Bill must be having a good laugh over this one. The foundation served for years as a conduit for corporate and foreign cash to burnish the Clinton image, pay for their travel expenses for speeches and foreign trips, and employ their coterie in between campaigns or government gigs. Donors could give as much as they wanted because the foundation is a “charity.”

By now the corporate and foreign cash has already been delivered, in anticipation that Hillary Clinton could become the next President. So now it’s the better part of political prudence to claim the ethical high ground.
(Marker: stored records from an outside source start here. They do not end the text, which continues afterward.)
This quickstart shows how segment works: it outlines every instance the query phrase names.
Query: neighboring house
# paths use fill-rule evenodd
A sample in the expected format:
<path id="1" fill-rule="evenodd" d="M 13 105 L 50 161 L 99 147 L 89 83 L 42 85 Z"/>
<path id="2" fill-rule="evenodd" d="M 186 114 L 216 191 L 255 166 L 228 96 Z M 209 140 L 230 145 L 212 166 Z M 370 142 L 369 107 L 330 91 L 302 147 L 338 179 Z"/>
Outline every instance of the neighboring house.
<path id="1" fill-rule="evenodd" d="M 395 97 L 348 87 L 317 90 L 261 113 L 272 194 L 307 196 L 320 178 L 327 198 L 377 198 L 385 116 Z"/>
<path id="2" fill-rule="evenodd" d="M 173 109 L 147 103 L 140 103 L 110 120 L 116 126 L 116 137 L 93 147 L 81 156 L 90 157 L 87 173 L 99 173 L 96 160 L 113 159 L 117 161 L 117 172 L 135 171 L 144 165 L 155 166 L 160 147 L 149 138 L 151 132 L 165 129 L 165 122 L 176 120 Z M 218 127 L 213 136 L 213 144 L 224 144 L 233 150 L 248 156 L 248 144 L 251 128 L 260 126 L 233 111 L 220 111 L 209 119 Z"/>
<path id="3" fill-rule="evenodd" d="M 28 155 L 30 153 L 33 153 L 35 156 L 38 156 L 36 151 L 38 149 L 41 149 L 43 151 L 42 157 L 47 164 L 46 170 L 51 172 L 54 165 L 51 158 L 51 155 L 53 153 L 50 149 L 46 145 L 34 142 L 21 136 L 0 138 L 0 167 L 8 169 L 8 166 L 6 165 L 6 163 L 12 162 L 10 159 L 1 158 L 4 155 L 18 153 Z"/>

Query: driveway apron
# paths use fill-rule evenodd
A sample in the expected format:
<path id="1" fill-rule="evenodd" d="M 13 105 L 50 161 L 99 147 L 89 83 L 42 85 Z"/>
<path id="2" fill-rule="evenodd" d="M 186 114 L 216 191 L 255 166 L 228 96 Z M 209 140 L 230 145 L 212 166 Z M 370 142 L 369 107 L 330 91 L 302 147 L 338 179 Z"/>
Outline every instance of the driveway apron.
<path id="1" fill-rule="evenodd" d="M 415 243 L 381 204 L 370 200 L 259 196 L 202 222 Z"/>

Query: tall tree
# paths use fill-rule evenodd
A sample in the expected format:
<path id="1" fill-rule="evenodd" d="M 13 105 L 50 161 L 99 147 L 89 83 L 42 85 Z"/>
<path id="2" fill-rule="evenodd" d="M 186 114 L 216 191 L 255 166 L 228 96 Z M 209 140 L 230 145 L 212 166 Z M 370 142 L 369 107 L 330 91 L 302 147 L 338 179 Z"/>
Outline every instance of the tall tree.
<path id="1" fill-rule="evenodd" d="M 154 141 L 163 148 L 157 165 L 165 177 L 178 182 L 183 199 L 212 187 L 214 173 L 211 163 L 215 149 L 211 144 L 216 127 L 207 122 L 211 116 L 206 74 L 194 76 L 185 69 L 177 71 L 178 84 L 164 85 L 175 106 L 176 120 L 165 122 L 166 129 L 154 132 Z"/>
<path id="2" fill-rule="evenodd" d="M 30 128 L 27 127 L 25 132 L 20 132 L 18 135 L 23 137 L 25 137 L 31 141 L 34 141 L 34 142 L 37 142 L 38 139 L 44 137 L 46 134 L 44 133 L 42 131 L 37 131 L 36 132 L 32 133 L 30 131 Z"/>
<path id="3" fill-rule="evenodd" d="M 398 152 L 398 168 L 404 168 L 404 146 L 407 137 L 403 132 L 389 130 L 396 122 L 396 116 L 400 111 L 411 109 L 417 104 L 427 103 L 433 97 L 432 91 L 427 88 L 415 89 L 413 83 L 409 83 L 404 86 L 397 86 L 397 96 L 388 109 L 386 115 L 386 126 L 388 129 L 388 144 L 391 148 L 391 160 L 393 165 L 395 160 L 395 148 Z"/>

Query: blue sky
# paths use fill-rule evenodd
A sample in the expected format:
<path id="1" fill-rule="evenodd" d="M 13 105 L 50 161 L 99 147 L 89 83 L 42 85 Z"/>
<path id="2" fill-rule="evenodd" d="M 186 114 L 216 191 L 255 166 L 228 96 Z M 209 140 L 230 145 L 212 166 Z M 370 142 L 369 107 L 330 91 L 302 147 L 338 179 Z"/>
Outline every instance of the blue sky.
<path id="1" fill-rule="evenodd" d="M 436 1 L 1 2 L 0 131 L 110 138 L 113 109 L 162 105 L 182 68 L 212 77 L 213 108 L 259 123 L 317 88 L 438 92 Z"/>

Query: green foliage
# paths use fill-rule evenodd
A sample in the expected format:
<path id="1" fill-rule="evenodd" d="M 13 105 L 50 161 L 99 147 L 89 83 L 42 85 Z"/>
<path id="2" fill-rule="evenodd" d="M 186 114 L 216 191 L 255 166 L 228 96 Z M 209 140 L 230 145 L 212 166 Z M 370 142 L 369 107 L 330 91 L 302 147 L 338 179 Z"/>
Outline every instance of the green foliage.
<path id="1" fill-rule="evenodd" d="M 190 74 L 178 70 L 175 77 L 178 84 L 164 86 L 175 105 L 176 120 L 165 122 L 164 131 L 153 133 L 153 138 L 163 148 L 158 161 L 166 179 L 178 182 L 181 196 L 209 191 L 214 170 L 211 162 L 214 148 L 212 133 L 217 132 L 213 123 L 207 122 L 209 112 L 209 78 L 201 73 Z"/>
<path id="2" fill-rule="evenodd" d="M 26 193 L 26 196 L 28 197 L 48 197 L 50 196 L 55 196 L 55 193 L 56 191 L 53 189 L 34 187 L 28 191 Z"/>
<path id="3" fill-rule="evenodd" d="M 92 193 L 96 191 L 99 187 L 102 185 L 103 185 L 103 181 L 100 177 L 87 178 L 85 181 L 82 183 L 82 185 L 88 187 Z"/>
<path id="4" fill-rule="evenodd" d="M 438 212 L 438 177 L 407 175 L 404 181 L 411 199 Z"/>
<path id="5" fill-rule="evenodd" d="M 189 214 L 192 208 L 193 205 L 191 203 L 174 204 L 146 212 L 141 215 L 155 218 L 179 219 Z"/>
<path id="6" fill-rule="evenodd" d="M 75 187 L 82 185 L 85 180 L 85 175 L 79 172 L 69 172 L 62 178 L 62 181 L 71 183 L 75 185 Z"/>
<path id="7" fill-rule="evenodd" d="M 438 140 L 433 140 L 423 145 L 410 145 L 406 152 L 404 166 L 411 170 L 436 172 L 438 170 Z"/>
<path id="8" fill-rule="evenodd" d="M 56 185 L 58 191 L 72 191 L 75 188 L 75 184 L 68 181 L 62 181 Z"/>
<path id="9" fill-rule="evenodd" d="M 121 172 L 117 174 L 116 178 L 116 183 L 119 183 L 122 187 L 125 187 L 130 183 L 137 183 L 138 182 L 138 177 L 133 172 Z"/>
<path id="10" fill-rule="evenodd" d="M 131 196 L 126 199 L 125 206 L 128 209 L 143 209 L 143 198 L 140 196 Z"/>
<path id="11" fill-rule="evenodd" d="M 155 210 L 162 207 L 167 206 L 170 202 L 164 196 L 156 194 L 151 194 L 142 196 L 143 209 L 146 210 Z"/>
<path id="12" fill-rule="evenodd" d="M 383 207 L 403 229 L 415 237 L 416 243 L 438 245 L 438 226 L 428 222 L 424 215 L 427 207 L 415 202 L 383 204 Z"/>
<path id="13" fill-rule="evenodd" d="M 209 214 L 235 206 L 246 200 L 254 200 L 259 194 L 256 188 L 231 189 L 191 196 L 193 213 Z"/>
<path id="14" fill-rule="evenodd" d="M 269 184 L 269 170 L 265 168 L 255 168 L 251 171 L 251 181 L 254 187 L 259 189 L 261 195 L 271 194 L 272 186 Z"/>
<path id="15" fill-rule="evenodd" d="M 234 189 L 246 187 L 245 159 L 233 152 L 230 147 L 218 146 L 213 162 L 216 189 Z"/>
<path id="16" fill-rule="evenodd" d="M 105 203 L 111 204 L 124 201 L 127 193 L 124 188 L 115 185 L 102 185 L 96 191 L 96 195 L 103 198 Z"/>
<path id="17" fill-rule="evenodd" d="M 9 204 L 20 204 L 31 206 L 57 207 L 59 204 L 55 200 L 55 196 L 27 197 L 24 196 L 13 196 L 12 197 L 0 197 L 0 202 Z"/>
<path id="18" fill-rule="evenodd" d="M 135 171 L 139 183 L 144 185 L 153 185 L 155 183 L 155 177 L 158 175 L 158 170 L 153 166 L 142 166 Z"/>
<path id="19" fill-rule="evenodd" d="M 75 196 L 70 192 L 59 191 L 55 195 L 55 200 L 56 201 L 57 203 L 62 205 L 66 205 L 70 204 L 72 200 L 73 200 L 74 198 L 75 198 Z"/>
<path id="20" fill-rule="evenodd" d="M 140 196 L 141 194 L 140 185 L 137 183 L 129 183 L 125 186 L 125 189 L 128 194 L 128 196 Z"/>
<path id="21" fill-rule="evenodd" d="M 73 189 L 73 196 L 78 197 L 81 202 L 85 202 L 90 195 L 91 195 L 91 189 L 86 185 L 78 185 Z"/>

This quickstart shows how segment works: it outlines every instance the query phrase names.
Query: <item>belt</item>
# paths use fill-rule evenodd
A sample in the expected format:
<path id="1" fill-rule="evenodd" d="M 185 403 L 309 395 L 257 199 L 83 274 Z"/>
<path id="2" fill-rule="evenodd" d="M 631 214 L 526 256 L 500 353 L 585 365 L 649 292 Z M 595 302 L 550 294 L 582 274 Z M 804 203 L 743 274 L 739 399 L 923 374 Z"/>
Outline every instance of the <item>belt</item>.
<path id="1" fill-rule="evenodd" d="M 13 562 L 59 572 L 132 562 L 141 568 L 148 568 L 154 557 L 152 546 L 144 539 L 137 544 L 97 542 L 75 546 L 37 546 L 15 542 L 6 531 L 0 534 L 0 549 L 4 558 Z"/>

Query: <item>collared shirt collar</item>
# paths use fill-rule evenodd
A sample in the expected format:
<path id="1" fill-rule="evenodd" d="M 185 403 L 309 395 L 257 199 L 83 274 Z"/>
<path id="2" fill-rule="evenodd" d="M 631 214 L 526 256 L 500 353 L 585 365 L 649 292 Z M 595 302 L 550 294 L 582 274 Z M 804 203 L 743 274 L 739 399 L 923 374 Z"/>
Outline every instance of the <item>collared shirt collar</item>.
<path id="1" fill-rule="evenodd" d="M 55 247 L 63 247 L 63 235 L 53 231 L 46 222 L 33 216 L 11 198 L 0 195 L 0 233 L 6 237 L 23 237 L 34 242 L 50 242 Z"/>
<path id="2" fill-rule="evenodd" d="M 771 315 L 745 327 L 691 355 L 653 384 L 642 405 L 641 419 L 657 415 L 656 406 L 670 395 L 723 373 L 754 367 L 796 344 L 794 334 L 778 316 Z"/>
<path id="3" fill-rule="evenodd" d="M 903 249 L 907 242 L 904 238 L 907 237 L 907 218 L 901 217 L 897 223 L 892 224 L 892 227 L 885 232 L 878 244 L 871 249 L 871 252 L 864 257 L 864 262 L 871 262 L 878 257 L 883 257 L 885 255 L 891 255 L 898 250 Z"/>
. . . Far from offering some new clean ethical slate, this latest foundation gambit ought to be a warning about a third Clinton term. Protected by Democrats and a press corps desperate to beat Donald Trump, the Clintons really do think they can get away with anything.

So there we have it, and I have to agree with the WSJ. This latest announcement only confirms the irredeemably shady nature of the Clintons, and their skirting or flouting of the rules in their view that they’re above the law—they’re the Clintons, Jake! And no, you can’t argue that all politicians are shady and duplicitous like the Clintons. This is not business as usual. Obama, for one thing, has never been plagued by the recurring scandals that dog the Clintons.

Yes, I’ll still be voting for Hillary in November; the alternative is too awful to even contemplate. But I won’t be voting happily, and the prospect of Hillary as the first woman president doesn’t make me much more cheerful. Why couldn’t it have been Elizabeth Warren? And I’ll predict this, too: Hillary’s mendacity and sense of entitlement is so deeply ingrained that, should she be elected, I can’t see her as a great President. Sure, she’ll do better than Tr*mp, and she may even get a Democratic Senate to help bring the Supreme Court back on track. But I still predict a failed presidency. I hope I’m wrong.

In the meantime, the right thing to do is to shut the Clinton Foundation down now, and reopen it only after Hillary’s terms—should she win—are over. But of course the Clintons won’t do that; they like the money and power too much. To paraphrase Casablanca, “Of all the candidates, in all the towns, in all of America, Hillary Clinton walks into our nomination.”